Private wealth and private markets: New relationships and new opportunities
Getting ready for his upcoming panel appearance at SuperReturn North America, Darrell Crate, Founder and Managing Principal of Easterly Asset Management, reflects on the topic that everyone’s talking about: Attracting private wealth into private markets.
How is the retail market evolving and growing when it comes to investing in private markets?
Nearly 75% of private wealth investors plan to increase their private markets allocation this year, according to Hamilton Lane. This aligns with the significant industry shift we’ve been experiencing. More and more private wealth investors are looking to private markets—and if the pattern continues, it’s predicted that private markets will more than double the growth rate of public assets, according to Bain & Company.
The capital and interest is there. The question is, how do private markets firms efficiently access it?
The democratization of privatized funds is the next frontier for private markets. Fund managers are looking for the best way to engage individual investors, and individual investors are looking for the best way to access private markets. There’s a demand and there’s a supply—now it’s time to connect the two.
What should retail investors look for when assessing private markets opportunities?
As retail investors start to think about their portfolios and their wealth creation objectives in a more sophisticated way, there must be a focus on four key pieces. One is building a portfolio of assets that increases the efficiency frontier of their return outcomes. The other is the actual cash income that the portfolio generates. Then it’s about elevating the return and reducing the risk.
When analyzing private market opportunities, investors should consider Distributed to Paid-In Capital (DPI). They should ask themselves, “Are these opportunities going to increase the efficiency frontier of the potential outcomes on my investment portfolio?” Then, they need to ask, “Am I getting the appropriate return for the illiquidity budget that I’m allocating?” If they do it right, they should be receiving better compound return over time for the illiquidity that they're assuming.
They should consider their liquidity and illiquidity budget allocation within the same mindset as endowments and institutions. But, that means thinking about those allocations in a much more complex way while taking into account the realities of being an individual, not an institution.
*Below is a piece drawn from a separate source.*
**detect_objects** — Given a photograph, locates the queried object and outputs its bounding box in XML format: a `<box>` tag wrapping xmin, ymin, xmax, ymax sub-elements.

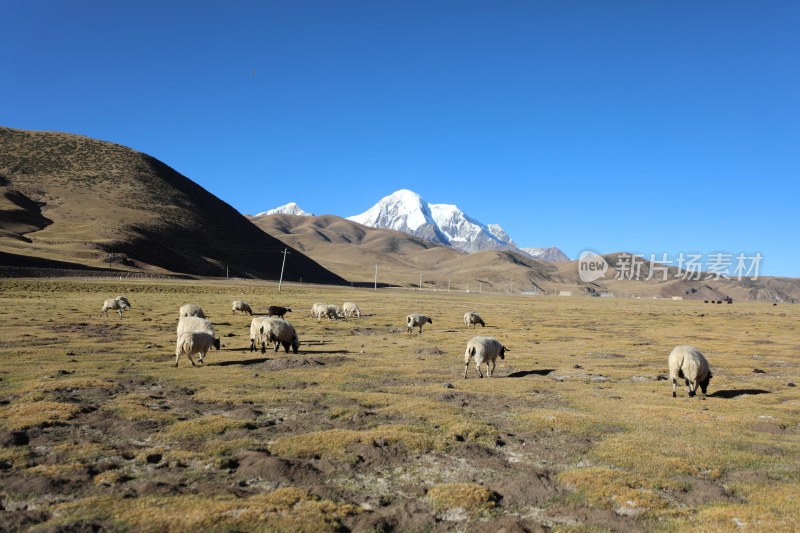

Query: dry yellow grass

That’s why it’s so important for individual investors to work closely with experienced asset managers and financial advisors who can help them navigate this complex environment.
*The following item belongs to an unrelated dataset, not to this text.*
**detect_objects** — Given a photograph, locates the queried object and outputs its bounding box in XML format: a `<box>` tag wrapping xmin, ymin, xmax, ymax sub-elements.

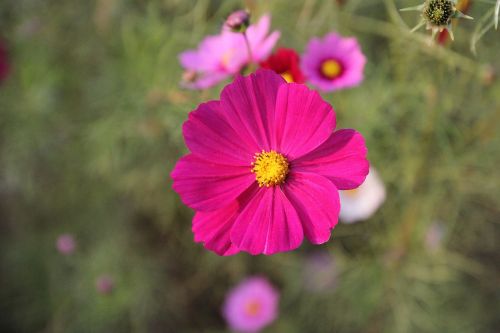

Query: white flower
<box><xmin>340</xmin><ymin>168</ymin><xmax>385</xmax><ymax>223</ymax></box>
What is your advice to private wealth investors, or financial advisors who represent them, on how to break into this market?
My first thought regarding this question is simple, and somewhat obvious to savvy investors: Do your homework. Make sure you’re seeking out trusted investment firms with trusted products. But to go a step further, investors should build a relationship with the firm. Get to know who they are. Gain exposure to their people to understand the values of the firm and what’s driving their desire to do well.
What private sectors should a retail advisor focus on when building their portfolio?
We believe a private real estate allocation is important. If you’re a financial advisor, you can help eliminate volatility for your client and get some of the very best talent managing your money. Real estate has proven again and again to be an integral part of an optimized portfolio.
Then, when thinking about the acceleration of your portfolio, look at the sectors that are growing in the economy. Those can include tech-related, lower middle market and small cap companies that are much better positioned for growth.
Also, find hard- and real-asset companies. Uncorrelated to the overall market, these sectors can be a nice complement to a portfolio of liquid securities.
How can asset management firms foster successful relationships between private markets firms and private wealth investors?
It’s all about access. Private markets firms are used to engaging with an institutional audience—it’s comfortable, it’s familiar. But right now, opportunity lies in the unknown. So, having a partner who knows the private wealth sector—how to navigate it, who to contact, and the key points of interest—is crucial.
It’s also about curating the right set of products, building the right connections, and fostering strong partnerships. To help private markets firms reach private wealth investors, asset management firms must offer products and services that can enhance return, reduce duration and risk, deliver strong income per unit of risk, and remain uncorrelated while pushing out the efficiency of the frontier.
At Easterly, with our carefully curated list of partners and solutions, we aim to do just that. Our goal is to enhance return and remain focused on the cash income that comes from that return. We consistently strive to reduce risk in a portfolio and increase the probability of higher return outcomes—all in the pursuit of our mission to make portfolios better.
Darrell is the Founder and Managing Principal at Easterly Asset Management, home to investment teams that provide institutional and private wealth investors with a portfolio of curated solutions across alternatives, active equity and active fixed income. Darrell also serves as the CEO of Easterly Government Properties, Inc., a NYSE-listed company which he co-founded in 2015.
Prior to founding Easterly, he served as the Chief Financial Officer of Affiliated Managers Group, Inc., a publicly traded asset management holding company which grew through acquisition. Darrell is also a Trustee Emeritus of Bates College, where he served for 18 years. Darrell earned his B.A. from Bates College and his M.B.A. from Columbia Business School.